A short drive from Ma’ale Adumim and less than an hour from Jerusalem, this wedding hall in Mitzpe Jericho offers breathtaking views of rolling desert hills, the Dead Sea and Jordan. Guests can take it all in through both the glass-walled interior and the outdoor chuppah spot. Look for a variety of wedding packages that include catering and bar service. Note: The management is also happy to help arrange buses for guests coming from Jerusalem and elsewhere in Israel.
For a dazzling 360-degree panorama of the Mediterranean shore and the Carmel Heights, you might want to consider having your wedding at Yam Carmel, which is nestled in the Ofer Forest near Haifa. In addition to its stupendous view, Yam Carmel boasts an open-air amphitheater for wedding ceremonies between April and late October. A bonus for outdoorsy couples: Yam Carmel is located very near an “extreme park” that features a ropes course, rappelling, bungee trampolines and a tube slide.
The Green Beach
For those who prefer their water up close, The Green Beach offers an event garden where countless couples have tied the knot. Perched on a private shore of the Sea of Galilee near the northern city of Tiberias, the coastal nature reserve offers an
impressive view of the Golan Heights and the Hermon mountain range. With capacity for up to 550 guests, a Green Beach wedding includes gourmet Mediterranean cuisine, plenty of room for music and dancing and an after-party option.
The Sephardic House
Location, location, location. Start your wedding day with a visit to the Kotel (Western Wall), then walk up with your wedding party to the hall, a short stroll away in Jerusalem’s Old City. There, you’ll find your chuppah awaits in the recently renovated open-air atrium. Afterward, enjoy an array of fresh foods cooked on the premises. Note: This space accommodates smaller weddings of up to 150 guests and includes a number of hotel rooms available for members of the wedding party.

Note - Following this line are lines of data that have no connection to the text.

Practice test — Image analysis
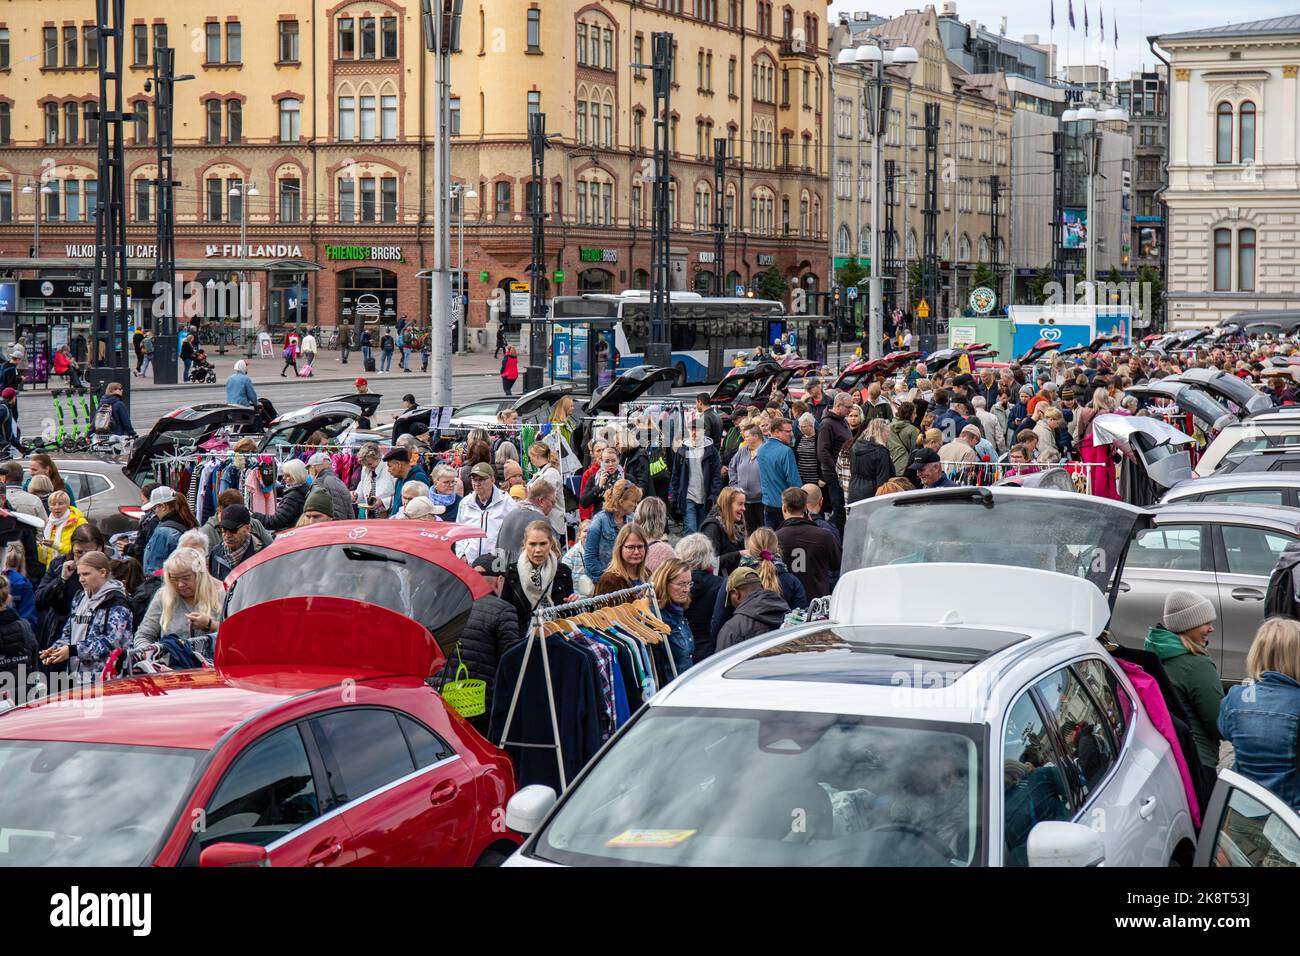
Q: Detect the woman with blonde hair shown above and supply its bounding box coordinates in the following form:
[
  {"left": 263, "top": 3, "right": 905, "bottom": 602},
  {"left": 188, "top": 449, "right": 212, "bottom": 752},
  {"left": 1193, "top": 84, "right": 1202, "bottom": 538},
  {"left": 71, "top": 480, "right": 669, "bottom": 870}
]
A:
[
  {"left": 1219, "top": 617, "right": 1300, "bottom": 811},
  {"left": 875, "top": 477, "right": 916, "bottom": 496},
  {"left": 527, "top": 440, "right": 567, "bottom": 543},
  {"left": 1078, "top": 389, "right": 1120, "bottom": 499},
  {"left": 849, "top": 417, "right": 894, "bottom": 503},
  {"left": 583, "top": 478, "right": 641, "bottom": 580},
  {"left": 501, "top": 520, "right": 576, "bottom": 633},
  {"left": 651, "top": 557, "right": 695, "bottom": 675},
  {"left": 699, "top": 485, "right": 748, "bottom": 574},
  {"left": 40, "top": 551, "right": 132, "bottom": 680},
  {"left": 132, "top": 547, "right": 224, "bottom": 653},
  {"left": 39, "top": 490, "right": 87, "bottom": 568},
  {"left": 634, "top": 496, "right": 675, "bottom": 573},
  {"left": 594, "top": 522, "right": 649, "bottom": 595},
  {"left": 708, "top": 528, "right": 806, "bottom": 639}
]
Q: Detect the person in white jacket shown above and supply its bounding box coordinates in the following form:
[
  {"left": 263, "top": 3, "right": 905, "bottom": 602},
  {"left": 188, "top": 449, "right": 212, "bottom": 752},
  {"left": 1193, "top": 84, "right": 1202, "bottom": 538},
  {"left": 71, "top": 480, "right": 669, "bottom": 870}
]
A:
[
  {"left": 455, "top": 462, "right": 517, "bottom": 562},
  {"left": 300, "top": 332, "right": 318, "bottom": 368},
  {"left": 352, "top": 442, "right": 396, "bottom": 518}
]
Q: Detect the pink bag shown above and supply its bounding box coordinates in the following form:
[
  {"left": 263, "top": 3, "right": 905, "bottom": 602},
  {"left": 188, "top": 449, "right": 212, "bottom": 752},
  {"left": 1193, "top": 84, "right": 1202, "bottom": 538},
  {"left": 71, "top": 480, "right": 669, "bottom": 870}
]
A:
[{"left": 298, "top": 364, "right": 313, "bottom": 378}]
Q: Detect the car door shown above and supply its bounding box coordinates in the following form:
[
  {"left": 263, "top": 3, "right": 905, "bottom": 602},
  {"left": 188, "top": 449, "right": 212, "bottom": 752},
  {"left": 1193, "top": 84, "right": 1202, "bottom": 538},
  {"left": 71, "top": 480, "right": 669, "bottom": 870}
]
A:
[
  {"left": 309, "top": 707, "right": 478, "bottom": 866},
  {"left": 1214, "top": 523, "right": 1299, "bottom": 682},
  {"left": 1194, "top": 769, "right": 1300, "bottom": 867},
  {"left": 184, "top": 723, "right": 354, "bottom": 867},
  {"left": 1113, "top": 522, "right": 1218, "bottom": 647}
]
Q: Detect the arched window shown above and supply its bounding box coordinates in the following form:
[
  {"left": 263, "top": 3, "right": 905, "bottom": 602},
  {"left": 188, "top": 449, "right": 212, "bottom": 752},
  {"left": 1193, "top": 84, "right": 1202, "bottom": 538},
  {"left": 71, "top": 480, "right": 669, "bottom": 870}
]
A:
[
  {"left": 1213, "top": 227, "right": 1232, "bottom": 290},
  {"left": 858, "top": 226, "right": 871, "bottom": 258},
  {"left": 575, "top": 169, "right": 616, "bottom": 226},
  {"left": 940, "top": 232, "right": 952, "bottom": 260},
  {"left": 1238, "top": 227, "right": 1256, "bottom": 292},
  {"left": 977, "top": 235, "right": 990, "bottom": 261},
  {"left": 1240, "top": 101, "right": 1256, "bottom": 164},
  {"left": 811, "top": 196, "right": 821, "bottom": 236},
  {"left": 576, "top": 84, "right": 588, "bottom": 143},
  {"left": 958, "top": 234, "right": 971, "bottom": 262},
  {"left": 694, "top": 182, "right": 712, "bottom": 230},
  {"left": 906, "top": 230, "right": 918, "bottom": 258},
  {"left": 1216, "top": 102, "right": 1233, "bottom": 164},
  {"left": 837, "top": 224, "right": 851, "bottom": 256}
]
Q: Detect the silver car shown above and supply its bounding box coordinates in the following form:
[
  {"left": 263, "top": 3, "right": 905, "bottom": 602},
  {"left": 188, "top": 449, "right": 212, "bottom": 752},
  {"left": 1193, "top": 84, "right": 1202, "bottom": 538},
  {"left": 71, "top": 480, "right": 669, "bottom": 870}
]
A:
[
  {"left": 1110, "top": 502, "right": 1300, "bottom": 682},
  {"left": 1163, "top": 472, "right": 1300, "bottom": 510}
]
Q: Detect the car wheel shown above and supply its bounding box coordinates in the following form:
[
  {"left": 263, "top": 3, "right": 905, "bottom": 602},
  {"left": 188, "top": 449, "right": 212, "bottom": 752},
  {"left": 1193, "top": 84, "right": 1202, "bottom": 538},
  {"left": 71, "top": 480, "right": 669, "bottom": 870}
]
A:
[{"left": 474, "top": 848, "right": 511, "bottom": 867}]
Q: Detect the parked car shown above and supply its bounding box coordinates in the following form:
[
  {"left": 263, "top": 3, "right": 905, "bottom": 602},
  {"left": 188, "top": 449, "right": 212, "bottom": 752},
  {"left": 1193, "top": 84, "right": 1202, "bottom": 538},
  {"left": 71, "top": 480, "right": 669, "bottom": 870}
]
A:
[
  {"left": 1110, "top": 502, "right": 1300, "bottom": 682},
  {"left": 1195, "top": 768, "right": 1300, "bottom": 867},
  {"left": 50, "top": 456, "right": 143, "bottom": 536},
  {"left": 1162, "top": 472, "right": 1300, "bottom": 509},
  {"left": 1194, "top": 416, "right": 1300, "bottom": 477},
  {"left": 505, "top": 559, "right": 1197, "bottom": 867},
  {"left": 1166, "top": 368, "right": 1273, "bottom": 417},
  {"left": 0, "top": 596, "right": 520, "bottom": 866},
  {"left": 1216, "top": 447, "right": 1300, "bottom": 475}
]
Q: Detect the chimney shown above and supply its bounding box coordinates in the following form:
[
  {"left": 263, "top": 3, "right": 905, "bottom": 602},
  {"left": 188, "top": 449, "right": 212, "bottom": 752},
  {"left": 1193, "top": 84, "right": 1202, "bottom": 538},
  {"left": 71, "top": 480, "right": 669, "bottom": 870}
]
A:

Beach-combing couples will thrive at this beachside wedding locale in Netanya. With its panoramic view of the Mediterranean, Bamboo Village hosts as many as 400 guests to witness the outdoor chuppah. Specialties of the house include barbecues and fresh fish from the sea. A perk: In true after-party style, the guests — mostly young ones who don’t need much sleep — can spend the night near the beach in big tents. Older guests typically prefer one of two nearby hotels.
Hulda Kibbutz in the Judean Plain is home to Barkan, Israel’s second-largest winery. Like all the world’s wine countries, the area is regularly bathed with a gentle golden sunlight and just enough rain to grow perfect grapes. The winery — situated southeast of Rehovot and Mazkeret Batya, near the picturesque Hulda National Forest — has long hosted weddings known for their relaxed charm and pristine setting.